New York Law: Misbranding of food products

  • New York Agriculture and Markets Law, Article 17—Adulteration, Packing, and Branding of Food and Food Products: This law regulates the labeling, advertising, and selling food products in New York. It prohibits the misbranding of food products and requires that all food products sold in New York be appropriately labeled with accurate and truthful information.
  • New York General Business Law, Article 22-A—Consumer Protection from Deceptive Acts and Practices: This law regulates deceptive and misleading business practices, including false or misleading labeling of food products. It prohibits using false or misleading representations in labeling, advertising, or selling food products.

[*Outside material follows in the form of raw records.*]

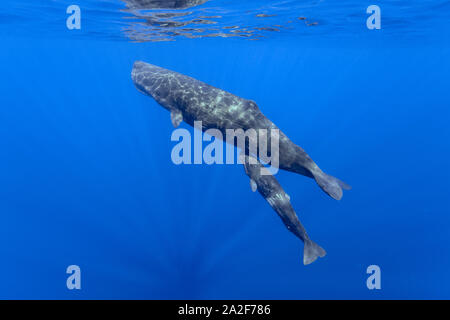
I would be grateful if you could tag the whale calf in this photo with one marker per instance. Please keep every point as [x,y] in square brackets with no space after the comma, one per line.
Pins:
[280,201]
[189,100]
[163,4]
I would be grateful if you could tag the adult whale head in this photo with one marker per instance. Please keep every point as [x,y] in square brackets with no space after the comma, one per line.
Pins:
[188,99]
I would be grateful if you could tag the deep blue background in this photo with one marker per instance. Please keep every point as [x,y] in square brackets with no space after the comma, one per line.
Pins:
[86,176]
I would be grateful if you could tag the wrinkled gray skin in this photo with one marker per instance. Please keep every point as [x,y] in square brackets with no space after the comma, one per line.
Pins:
[163,4]
[274,194]
[191,100]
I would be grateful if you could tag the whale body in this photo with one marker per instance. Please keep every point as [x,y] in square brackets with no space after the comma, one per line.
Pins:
[268,186]
[189,100]
[163,4]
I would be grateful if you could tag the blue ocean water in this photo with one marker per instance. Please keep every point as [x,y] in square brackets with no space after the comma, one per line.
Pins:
[87,177]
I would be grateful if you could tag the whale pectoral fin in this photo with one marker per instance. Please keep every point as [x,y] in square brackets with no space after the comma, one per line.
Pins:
[176,116]
[253,185]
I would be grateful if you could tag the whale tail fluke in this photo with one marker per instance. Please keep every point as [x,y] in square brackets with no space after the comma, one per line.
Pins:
[331,185]
[311,252]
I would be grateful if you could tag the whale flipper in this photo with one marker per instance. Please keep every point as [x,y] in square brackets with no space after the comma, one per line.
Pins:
[311,252]
[176,116]
[331,185]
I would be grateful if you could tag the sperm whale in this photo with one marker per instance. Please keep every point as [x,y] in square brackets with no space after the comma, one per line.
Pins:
[190,100]
[279,200]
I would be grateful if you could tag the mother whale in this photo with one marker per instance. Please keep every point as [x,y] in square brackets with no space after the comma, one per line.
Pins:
[189,100]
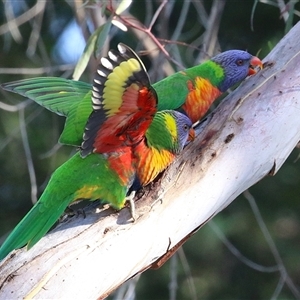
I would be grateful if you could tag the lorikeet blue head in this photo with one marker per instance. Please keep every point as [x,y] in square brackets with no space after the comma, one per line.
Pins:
[236,65]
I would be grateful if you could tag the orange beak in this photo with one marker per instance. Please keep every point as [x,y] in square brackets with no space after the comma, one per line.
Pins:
[192,135]
[254,62]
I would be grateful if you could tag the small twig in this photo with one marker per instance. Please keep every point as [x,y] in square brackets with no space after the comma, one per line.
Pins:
[173,285]
[28,15]
[188,273]
[36,28]
[157,13]
[28,156]
[36,71]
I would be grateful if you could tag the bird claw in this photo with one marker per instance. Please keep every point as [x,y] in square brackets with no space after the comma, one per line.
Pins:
[131,204]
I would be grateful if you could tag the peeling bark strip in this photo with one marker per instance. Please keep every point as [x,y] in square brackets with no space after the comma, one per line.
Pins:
[247,137]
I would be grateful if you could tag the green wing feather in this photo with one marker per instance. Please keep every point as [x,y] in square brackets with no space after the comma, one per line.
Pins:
[65,97]
[90,178]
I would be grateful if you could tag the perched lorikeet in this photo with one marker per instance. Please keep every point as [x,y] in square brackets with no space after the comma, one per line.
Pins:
[122,93]
[191,91]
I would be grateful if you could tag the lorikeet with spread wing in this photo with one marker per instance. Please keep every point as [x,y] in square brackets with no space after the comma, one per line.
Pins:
[122,93]
[191,91]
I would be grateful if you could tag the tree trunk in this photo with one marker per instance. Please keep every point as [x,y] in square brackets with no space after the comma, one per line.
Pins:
[247,137]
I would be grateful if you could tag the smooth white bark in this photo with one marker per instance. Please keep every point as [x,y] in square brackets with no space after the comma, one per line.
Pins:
[248,136]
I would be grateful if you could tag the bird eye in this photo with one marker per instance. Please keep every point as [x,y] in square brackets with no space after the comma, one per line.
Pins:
[186,127]
[239,62]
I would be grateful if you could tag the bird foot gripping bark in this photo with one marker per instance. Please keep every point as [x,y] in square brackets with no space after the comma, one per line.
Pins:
[130,199]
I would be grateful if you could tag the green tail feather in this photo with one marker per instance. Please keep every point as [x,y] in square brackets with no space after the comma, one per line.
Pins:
[33,227]
[90,178]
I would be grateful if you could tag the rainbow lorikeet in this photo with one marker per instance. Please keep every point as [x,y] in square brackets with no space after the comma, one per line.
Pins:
[108,172]
[191,91]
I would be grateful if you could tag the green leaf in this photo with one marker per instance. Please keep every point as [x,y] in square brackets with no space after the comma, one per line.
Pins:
[99,35]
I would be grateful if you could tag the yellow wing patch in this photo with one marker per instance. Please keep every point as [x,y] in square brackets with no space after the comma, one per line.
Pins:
[116,85]
[171,126]
[86,192]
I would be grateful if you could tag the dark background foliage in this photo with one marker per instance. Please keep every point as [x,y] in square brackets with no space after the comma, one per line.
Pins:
[50,43]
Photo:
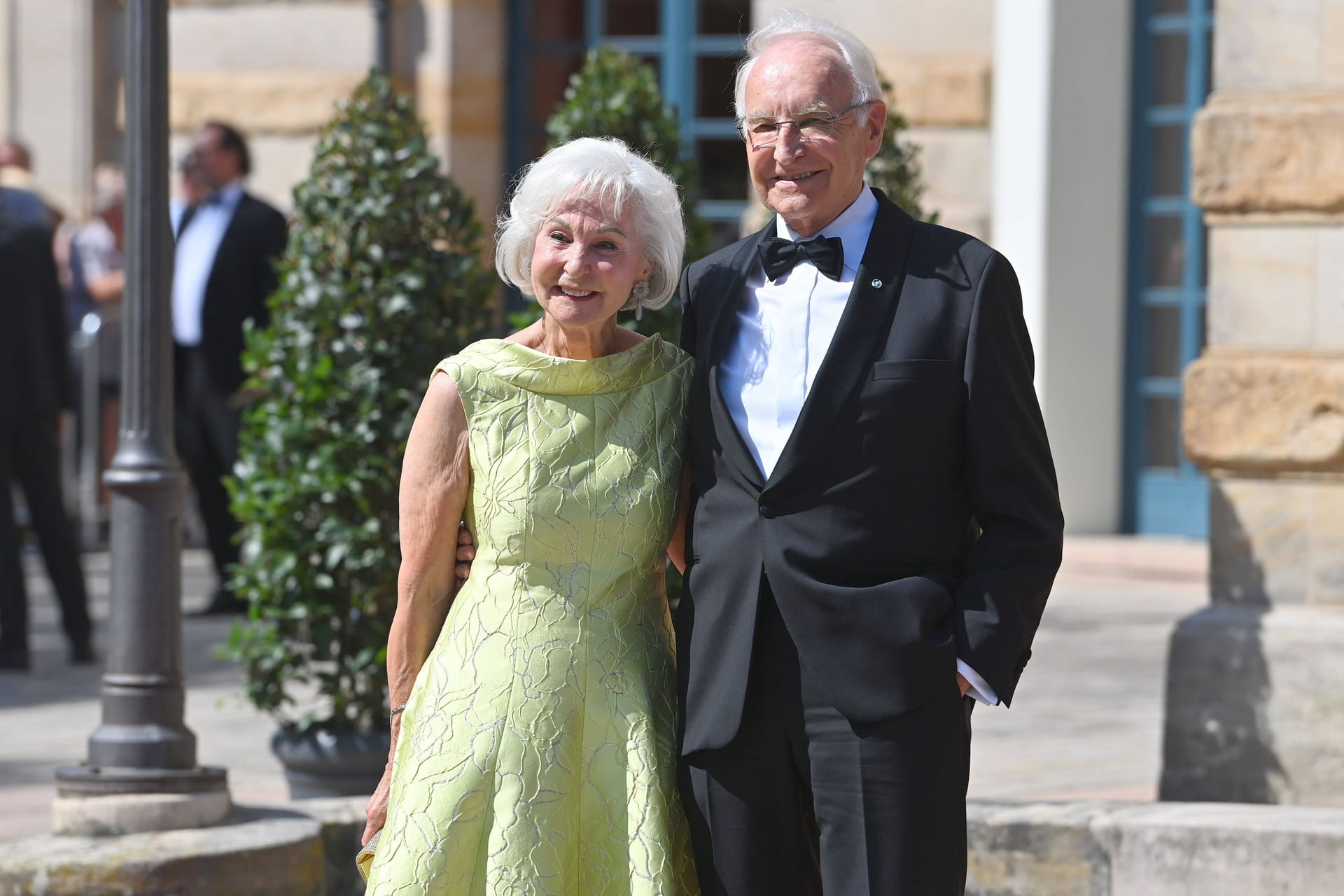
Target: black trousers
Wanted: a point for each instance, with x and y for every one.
(30, 454)
(806, 802)
(206, 426)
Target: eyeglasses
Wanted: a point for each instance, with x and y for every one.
(762, 133)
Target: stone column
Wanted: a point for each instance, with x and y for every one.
(1256, 685)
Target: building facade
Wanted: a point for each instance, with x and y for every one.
(1057, 130)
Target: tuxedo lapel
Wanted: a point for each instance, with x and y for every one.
(722, 326)
(874, 296)
(235, 229)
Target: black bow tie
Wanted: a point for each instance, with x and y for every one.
(780, 255)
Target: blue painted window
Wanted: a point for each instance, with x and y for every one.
(694, 46)
(1164, 492)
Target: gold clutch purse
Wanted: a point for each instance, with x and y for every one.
(365, 859)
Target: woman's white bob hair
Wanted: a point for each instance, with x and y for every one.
(606, 169)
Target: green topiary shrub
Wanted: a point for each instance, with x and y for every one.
(617, 96)
(895, 168)
(384, 277)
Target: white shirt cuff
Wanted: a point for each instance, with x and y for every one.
(980, 688)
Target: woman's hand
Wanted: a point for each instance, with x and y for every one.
(375, 811)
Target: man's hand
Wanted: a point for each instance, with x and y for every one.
(375, 812)
(465, 552)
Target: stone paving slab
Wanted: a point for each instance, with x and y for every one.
(1085, 724)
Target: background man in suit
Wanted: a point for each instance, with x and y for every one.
(874, 522)
(35, 386)
(227, 248)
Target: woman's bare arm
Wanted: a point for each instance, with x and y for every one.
(436, 476)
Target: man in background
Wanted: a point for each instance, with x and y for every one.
(227, 248)
(35, 386)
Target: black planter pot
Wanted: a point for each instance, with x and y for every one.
(331, 764)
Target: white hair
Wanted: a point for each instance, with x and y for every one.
(796, 23)
(606, 169)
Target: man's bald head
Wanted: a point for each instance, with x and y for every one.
(15, 153)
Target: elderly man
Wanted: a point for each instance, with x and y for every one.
(874, 522)
(35, 387)
(227, 248)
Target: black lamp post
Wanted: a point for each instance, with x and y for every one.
(143, 745)
(384, 36)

17 Reasons To Hire a False Advertising Lawyer

  1. Legal strategy: A lawyer can develop a legal strategy tailored to the unique circumstances of each case, increasing the chances of a successful outcome.
  2. Contingency fees: Many false advertising lawyers work on a contingency fee basis, meaning they only get paid if their client wins their case.
  3. Settlement negotiation: A false advertising lawyer can negotiate a fair and just settlement on their client's behalf.
  4. Legal expertise: False advertising cases can be complex, and it's essential to have a lawyer who understands the intricacies of this area of law.
  5. Objectivity: An experienced lawyer can provide objective advice and guidance, helping clients make informed decisions about their cases.
  6. Advocacy: A lawyer can advocate for consumers and represent their interests, helping to level the playing field in a legal dispute.
  7. Investigation: A lawyer can conduct investigations to uncover evidence of false advertising and build a strong case for their client.
  8. Protecting consumer rights: A lawyer can help consumers protect their rights and hold businesses accountable for deceptive advertising practices.
  9. Case management: A lawyer can help manage the many details of a legal dispute, including coordinating with other parties and ensuring that deadlines are met.
  10. Expert witnesses: A lawyer can consult expert witnesses to support their case and testify in court if necessary.
  11. Trial representation: If a case goes to trial, a lawyer can represent their client in court and present their case to a judge or jury.
  12. Compensatory damages: A lawyer can help consumers seek compensation for any damages they have suffered due to false advertising, such as financial losses, physical harm, or emotional distress.
  13. Preventing future harm: Pursuing a false advertising case can help prevent future harm by sending a message to businesses that they will be held accountable for deceptive practices.
  14. Access to resources: A lawyer can access resources and tools to help build a strong case, such as expert witnesses, investigators, and legal research databases.
  15. Negotiation skills: A lawyer can negotiate with the other party to reach a fair settlement without needing a costly and time-consuming trial.
  16. Statute of limitations: False advertising cases are subject to a statute of limitations, which means that consumers may only have a limited amount of time to pursue legal action. A lawyer can help ensure that consumers don't miss any important deadlines.
  17. Peace of mind: Hiring a false advertising lawyer can provide peace of mind, knowing that they have a legal professional on their side fighting for their rights and interests.